Ho apprezzato molto il modo in cui la scrittrice tratta i vari temi tra cui i classici del genere, con evidente estro e fantasia, ma anche tanta cultura alle spalle, dal già citato Stine, King, Poe o Lovecraft. Una sola cosa non mi sono saputa spiegare: le vicende narrate sono veramente oscure e in alcuni punti molto forti e crude, degne del miglior film splatter uscito al cinema, ma al contempo i raccontini sono descritti con un linguaggio semplice, quasi sbrigativo. Le descrizioni sono poche e comunque brevi e non spaziamo per nulla all’interno della psicologia dei protagonisti, di cui a volte non ho ben compreso le scelte o mi sono meravigliata delle reazioni a eventi sconvolgenti. Forse proprio perché sono racconti brevi, ma questa peculiarità non ho potuto fare a meno di coglierla; ovviamente nulla toglie alla portata della raccolta, che a mio parere è veramente pregevole e ricca di spunti interessanti, ma certe volte ho desiderato che i racconti fossero magari meno, ma un po’ più lunghi e che inquadrassero più ampiamente la storia, i suoi personaggi, gli ambienti..
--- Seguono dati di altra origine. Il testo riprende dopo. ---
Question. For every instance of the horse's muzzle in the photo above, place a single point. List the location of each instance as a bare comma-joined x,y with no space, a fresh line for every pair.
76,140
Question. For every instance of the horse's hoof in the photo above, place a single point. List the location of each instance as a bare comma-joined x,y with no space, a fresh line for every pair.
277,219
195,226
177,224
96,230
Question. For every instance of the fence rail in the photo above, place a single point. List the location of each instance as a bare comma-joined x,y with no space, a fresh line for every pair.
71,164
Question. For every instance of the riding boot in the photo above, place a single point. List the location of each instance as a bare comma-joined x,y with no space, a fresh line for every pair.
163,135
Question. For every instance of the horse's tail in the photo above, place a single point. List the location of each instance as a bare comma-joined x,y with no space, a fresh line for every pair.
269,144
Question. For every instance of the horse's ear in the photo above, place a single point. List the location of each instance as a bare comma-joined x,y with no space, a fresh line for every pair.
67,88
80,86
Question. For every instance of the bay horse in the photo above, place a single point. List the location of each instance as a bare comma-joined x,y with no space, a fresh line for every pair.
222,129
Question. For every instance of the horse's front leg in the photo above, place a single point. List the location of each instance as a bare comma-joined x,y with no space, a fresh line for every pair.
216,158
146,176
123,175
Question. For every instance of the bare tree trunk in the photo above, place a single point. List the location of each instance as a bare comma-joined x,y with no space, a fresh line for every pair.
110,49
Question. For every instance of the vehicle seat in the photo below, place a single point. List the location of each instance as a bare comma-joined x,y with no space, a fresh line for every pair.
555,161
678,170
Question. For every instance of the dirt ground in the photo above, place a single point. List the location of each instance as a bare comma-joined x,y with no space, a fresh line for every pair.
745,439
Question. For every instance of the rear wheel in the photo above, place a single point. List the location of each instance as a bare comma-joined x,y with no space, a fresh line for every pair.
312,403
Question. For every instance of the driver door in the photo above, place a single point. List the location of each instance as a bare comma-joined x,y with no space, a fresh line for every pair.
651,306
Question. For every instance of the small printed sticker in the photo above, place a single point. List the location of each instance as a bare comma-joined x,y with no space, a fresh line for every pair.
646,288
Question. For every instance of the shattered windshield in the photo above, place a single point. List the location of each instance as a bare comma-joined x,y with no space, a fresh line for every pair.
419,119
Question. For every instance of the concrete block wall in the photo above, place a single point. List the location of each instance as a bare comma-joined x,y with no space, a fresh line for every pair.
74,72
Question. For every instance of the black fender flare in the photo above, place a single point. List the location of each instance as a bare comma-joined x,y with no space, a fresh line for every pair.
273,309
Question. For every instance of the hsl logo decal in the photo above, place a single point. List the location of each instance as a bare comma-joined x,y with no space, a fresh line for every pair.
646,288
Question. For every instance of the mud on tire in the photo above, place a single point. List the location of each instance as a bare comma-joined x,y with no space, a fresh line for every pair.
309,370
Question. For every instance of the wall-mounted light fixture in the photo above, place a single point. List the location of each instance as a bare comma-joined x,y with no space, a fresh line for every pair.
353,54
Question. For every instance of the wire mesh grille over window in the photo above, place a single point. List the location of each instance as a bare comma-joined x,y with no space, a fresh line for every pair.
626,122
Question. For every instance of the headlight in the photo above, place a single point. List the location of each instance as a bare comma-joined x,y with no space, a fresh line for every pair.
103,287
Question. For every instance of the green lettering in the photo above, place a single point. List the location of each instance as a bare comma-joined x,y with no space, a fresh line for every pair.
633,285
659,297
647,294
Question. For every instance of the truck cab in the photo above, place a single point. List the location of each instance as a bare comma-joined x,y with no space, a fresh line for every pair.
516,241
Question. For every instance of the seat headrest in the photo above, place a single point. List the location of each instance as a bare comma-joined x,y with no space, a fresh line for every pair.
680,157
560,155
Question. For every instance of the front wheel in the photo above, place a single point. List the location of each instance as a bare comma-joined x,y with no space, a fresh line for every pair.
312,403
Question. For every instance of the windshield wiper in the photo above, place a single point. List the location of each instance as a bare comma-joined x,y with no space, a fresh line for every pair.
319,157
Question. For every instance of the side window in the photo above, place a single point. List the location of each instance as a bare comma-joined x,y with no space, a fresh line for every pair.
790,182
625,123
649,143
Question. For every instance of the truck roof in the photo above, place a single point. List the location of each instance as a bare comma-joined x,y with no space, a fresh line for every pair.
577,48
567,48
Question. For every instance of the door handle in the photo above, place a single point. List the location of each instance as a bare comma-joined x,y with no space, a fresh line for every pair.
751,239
Ultima menzione, sono rimasta piacevolmente sorpresa dalla rubrica di creature fantastiche e dell’occulto alla fine dei racconti; non me lo aspettavo! E fin da piccola ho adorato questo tipo di cose in maniera quasi ossessiva, a tal punto che gli scaffali della mia camera a casa (ovviamente non nel mio appartamento in affitto a Pisa, qui sfascerei tre o quattro librerie per farceli entrare tutti) troneggiano in bella mostra molti volumi del genere, con descrizioni accurate di draghi e affini e leggende e misteri delle varie regioni d’Italia. Ma il posto d’onore spetta al mio amato bestiario, di cui ho ritrovato molte creature nell’appendice ben curata sopracitata.

Detto questo mi complimento con l’autrice per la sterminata fantasia che trapela dalle pagine del suo scritto e spero di leggere qualche altra macabra storia vergata dalla sua mano!